Howlader, 33 anni, cittadino italiano di origine bengalese e fino a pochi mesi fa vicino a Fratelli d’Italia (fu escluso dalla candidatura alle comunali e non è più iscritto), non è nuovo alle mobilitazioni.

Nel 2021 organizzò un corteo a Mestre dopo la morte di Mosheur Rahman, mettendo insieme centinaia di persone. Il suo nome riappare poi nella battaglia di Monfalcone contro l’allora sindaca leghista Anna Maria Cisint.
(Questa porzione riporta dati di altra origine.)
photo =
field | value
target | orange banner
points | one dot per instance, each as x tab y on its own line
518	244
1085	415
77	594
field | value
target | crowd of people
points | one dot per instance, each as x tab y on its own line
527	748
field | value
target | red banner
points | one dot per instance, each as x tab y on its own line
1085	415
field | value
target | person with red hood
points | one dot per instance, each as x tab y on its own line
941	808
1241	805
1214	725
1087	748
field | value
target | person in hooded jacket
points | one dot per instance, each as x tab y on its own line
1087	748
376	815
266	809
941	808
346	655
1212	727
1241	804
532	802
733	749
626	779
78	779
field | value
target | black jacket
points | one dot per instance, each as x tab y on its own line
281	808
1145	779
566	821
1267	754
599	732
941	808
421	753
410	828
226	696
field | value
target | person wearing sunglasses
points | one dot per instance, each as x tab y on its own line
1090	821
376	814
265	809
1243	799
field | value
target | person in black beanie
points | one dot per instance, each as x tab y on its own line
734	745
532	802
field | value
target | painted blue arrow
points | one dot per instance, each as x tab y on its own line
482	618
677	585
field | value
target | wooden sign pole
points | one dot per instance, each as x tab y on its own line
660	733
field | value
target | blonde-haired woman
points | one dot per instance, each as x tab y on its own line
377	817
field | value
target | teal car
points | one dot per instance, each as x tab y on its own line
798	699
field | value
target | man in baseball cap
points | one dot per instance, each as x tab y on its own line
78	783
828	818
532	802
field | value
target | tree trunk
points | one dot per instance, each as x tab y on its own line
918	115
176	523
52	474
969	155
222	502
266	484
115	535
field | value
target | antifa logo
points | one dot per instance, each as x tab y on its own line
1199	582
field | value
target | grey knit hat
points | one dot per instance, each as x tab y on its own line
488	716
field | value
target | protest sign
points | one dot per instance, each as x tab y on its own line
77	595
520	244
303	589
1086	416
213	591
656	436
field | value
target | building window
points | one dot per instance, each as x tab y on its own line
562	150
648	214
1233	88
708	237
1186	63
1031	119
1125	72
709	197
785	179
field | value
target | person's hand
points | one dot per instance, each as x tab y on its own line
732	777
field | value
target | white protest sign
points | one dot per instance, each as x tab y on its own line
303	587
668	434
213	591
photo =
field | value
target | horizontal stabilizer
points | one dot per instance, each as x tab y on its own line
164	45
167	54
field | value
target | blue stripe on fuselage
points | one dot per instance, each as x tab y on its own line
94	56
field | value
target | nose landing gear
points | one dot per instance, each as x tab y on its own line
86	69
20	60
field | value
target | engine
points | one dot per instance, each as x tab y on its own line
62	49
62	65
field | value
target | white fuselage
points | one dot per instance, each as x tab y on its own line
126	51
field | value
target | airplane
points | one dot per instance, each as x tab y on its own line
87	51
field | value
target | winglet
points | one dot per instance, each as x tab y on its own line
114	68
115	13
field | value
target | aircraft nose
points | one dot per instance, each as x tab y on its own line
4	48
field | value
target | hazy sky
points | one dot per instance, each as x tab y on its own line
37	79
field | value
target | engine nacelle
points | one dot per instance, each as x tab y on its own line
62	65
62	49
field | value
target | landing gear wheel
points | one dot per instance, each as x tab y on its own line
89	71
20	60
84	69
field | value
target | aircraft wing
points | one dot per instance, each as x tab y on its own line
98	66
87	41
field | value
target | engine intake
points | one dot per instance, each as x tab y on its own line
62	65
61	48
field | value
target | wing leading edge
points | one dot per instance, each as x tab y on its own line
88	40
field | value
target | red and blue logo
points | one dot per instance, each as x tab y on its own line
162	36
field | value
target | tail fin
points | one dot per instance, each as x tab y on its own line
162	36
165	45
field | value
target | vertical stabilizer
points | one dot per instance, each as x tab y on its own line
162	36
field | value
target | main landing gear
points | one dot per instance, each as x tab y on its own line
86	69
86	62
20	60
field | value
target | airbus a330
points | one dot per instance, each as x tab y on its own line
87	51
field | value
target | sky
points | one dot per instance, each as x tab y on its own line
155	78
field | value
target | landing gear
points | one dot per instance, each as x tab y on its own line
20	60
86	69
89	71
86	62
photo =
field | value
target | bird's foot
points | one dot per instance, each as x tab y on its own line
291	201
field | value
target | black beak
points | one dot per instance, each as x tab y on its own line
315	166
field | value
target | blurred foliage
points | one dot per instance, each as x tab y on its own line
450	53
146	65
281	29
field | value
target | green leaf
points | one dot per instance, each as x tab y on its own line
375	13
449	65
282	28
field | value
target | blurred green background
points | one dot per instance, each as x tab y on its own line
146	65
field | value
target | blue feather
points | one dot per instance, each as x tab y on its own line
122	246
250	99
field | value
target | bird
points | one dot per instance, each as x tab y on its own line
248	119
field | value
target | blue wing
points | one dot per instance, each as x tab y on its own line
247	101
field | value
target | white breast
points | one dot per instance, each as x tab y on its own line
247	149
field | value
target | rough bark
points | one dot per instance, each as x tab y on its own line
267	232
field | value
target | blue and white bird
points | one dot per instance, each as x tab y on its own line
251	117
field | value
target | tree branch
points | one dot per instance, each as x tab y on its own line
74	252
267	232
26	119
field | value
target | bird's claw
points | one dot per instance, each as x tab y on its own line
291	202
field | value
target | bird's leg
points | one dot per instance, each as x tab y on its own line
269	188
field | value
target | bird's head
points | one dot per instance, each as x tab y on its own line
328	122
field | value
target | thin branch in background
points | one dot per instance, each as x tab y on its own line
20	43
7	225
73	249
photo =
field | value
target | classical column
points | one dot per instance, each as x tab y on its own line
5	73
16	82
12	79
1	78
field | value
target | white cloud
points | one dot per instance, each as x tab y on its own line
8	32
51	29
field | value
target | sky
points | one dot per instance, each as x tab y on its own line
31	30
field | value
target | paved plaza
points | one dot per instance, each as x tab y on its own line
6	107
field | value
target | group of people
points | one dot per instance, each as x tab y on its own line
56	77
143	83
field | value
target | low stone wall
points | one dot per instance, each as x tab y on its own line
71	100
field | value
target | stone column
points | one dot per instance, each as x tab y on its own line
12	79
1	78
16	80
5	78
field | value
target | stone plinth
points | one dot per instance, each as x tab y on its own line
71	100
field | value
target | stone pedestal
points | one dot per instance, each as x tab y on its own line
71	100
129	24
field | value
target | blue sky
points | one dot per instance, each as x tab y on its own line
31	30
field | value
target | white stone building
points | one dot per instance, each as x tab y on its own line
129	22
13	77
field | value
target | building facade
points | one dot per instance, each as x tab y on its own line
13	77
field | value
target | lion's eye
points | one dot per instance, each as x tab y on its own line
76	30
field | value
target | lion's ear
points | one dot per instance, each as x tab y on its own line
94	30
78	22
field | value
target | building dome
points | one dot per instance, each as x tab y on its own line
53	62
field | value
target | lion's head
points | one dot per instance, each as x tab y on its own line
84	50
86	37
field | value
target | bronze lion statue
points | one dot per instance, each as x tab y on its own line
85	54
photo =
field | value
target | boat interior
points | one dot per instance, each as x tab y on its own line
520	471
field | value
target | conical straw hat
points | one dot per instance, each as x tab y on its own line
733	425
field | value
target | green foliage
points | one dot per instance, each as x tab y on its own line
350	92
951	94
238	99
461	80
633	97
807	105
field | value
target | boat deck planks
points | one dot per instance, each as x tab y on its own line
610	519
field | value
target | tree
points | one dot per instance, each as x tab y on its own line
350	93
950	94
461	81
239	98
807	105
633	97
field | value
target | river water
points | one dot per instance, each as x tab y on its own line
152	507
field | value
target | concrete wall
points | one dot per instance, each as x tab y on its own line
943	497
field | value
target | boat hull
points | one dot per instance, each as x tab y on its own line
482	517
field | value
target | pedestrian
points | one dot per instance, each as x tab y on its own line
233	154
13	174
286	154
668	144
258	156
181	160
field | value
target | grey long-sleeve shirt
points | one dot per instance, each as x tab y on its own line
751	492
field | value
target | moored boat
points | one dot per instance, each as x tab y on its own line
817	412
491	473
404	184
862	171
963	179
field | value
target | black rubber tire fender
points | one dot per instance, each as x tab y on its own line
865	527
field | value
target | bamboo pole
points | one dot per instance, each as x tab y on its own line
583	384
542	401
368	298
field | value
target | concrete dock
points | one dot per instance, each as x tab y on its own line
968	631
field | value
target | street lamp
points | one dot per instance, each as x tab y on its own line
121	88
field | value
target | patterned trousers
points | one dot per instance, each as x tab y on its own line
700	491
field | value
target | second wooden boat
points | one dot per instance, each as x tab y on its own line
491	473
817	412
Il 23 dicembre 2023 era tra i manifestanti arrivati da fuori città per il grande corteo contro la chiusura di due centri islamici. Nel luglio 2024 Howlader fu invece tra i promotori di un sit-in a Marghera in solidarietà con il Darus Salaam di Monfalcone. Oggi Cisint lo attacca per le minacce di sciopero a Mestre.

Moschea da 15 milioni: chi finanzia il progetto?

Dietro lo scontro politico resta poi il capitolo dei soldi. L’ex segheria Rosso dove dovrebbe sorgere la moschea misura circa ottomila metri quadrati. Nel 2025 il preliminare prevedeva 150.000 euro di caparra su un prezzo di 1,5 milioni.

Il progetto viene oggi valutato tra 10 e 15 milioni e comprende, oltre alla sala di preghiera, spazi culturali e servizi. Su come venga finanziato, però, le informazioni sono ancora frammentarie.

Nell’aprile 2024 Howlader spiegava che la raccolta sarebbe passata da offerte dei fedeli, crowdfunding, eventi, sponsorizzazioni e piattaforme internazionali come LaunchGood. Nel marzo 2025 La Nuova Venezia parlava di appena 50.000 euro raccolti e riferiva che la comunità cercava risorse anche in Bangladesh.

Dalla politica ai soldi, tutti i nodi del centro islamico

Adesso si parla di 15 milioni «raccolti interamente dalla comunità». Ma da dove arrivano questi soldi? In Italia esistono precedenti documentati. Nel 2022 l’Ucoii confermò anni fa finanziamenti di Qatar Charity per decine di centri islamici italiani.

I bilanci britannici di Nectar Trust – ente benefico britannico che fino al 2017 si chiamava Qatar Charity UK e che dichiara una partnership strategica con Qatar Charity di Doha -, hanno riportato contributi destinati anche a strutture a Verona, Roma e Catania. Un rapporto ufficiale del ministero dell’Interno francese del 2025 cita inoltre finanziamenti kuwaitiani all’Istituto Bayan nel Veronese.

E a Venezia il tema era già comparso nel 2014, quando un diverso progetto di moschea aveva individuato come possibile sponsor un non meglio precisato principe saudita.

Anche gli apparati di intelligence italiani hanno negli anni monitorato i flussi di denaro diretti ai luoghi di culto islamici.

Il Viminale aveva confermato in Parlamento controlli su capitali provenienti dall’estero, precisando però che non erano emerse automaticamente finalità illecite. Il vero nodo è l’opacità delle donazioni: non è chiaro quanto sia stato raccolto davvero, attraverso quali conti né chi siano i finanziatori, soprattutto per eventuali contributi arrivati dall’estero, da fondazioni, associazioni o privati.

Venturini, per ora, non apre il tavolo e chiede prima segnali sull’integrazione. Howlader risponde promettendo di mostrare quanto la città dipenda dai bengalesi.

Ma la partita rischia di giocarsi altrove: non soltanto su quanti scenderanno in piazza, ma su quanti riconoscano davvero Prince come portavoce e su quanto sia trasparente la macchina economica costruita per realizzare il centro islamico. La moschea, prima ancora di essere costruita, ha già prodotto le sue prima crepe.